I am proposing that all nations henceforth avoid entangling alliances which would draw them into competitions of power, catch them in a net of intrigue and selfish rivalry, and disturb their own affairs with influences intruded from without. There is no entangling alliance in a concert of power. When all unite to act in the same sense and with the same purpose all act in the common interest and are free to live their own lives under a common protection.
I am proposing government by the consent of the governed; that freedom of the seas which in international conference after conference representatives of the United States have urged with the eloquence of those who are the convinced disciples of liberty; and that moderation of armaments which makes of armies and navies a power for order merely, not an instrument of aggression or of selfish violence.
These are American principles, American policies.

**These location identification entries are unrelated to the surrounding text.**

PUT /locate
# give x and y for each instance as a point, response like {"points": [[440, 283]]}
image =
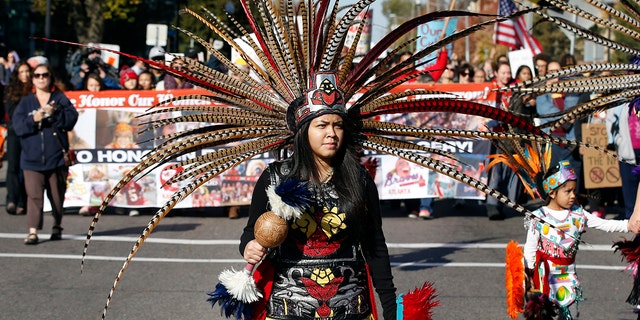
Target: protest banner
{"points": [[600, 170], [112, 136]]}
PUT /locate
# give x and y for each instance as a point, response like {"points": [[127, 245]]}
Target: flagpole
{"points": [[446, 20]]}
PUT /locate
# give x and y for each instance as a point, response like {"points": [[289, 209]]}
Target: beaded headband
{"points": [[563, 175]]}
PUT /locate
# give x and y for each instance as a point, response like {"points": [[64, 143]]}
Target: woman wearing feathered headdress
{"points": [[319, 270]]}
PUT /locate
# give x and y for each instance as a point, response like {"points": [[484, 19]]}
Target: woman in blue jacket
{"points": [[42, 120]]}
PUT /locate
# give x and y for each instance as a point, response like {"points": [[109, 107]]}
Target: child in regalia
{"points": [[553, 237]]}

We could stand for no others. And they are also the principles and policies of forward looking men and women everywhere, of every modern nation, of every enlightened community. They are the principles of mankind and must prevail.
Letter to a Congressman
“It is incomprehensible to me how any frank or honest person could doubt or question my position with regard to the war and its objects. I have again and again stated the very serious and long continued wrongs which the imperial German Government has perpetrated against the rights, the commerce, and the citizens of the United States. The list is long and overwhelming. No nation that respects itself or the rights of humanity could have borne those wrongs any longer.
“Our objects in going into the war have been stated with equal clearness. The whole of the conception which I take to be the conception of our fellow countrymen, with regard to the outcome of the war and the terms of its settlement I set forth with the utmost explicitness in an address to the Senate of the United States on the 22d of January last. Again in my message to Congress on the 2d of April last those objects were stated in unmistakable terms.
“I can conceive of no purpose in seeking to becloud this matter except the purpose of weakening the hands of the Government and making the part which the United States is to play in this great struggle for human liberty an inefficient and hesitating part. We have entered the war for our own reasons and with our own objects clearly stated, and shall forget neither the reasons nor the objects.
“There is no hate in our hearts for the German people, but there is a resolve which cannot be shaken even by misrepresentation to overcome the pretensions of the autocratic government which act upon purposes to which the German people have never consented.” May 22, 1917.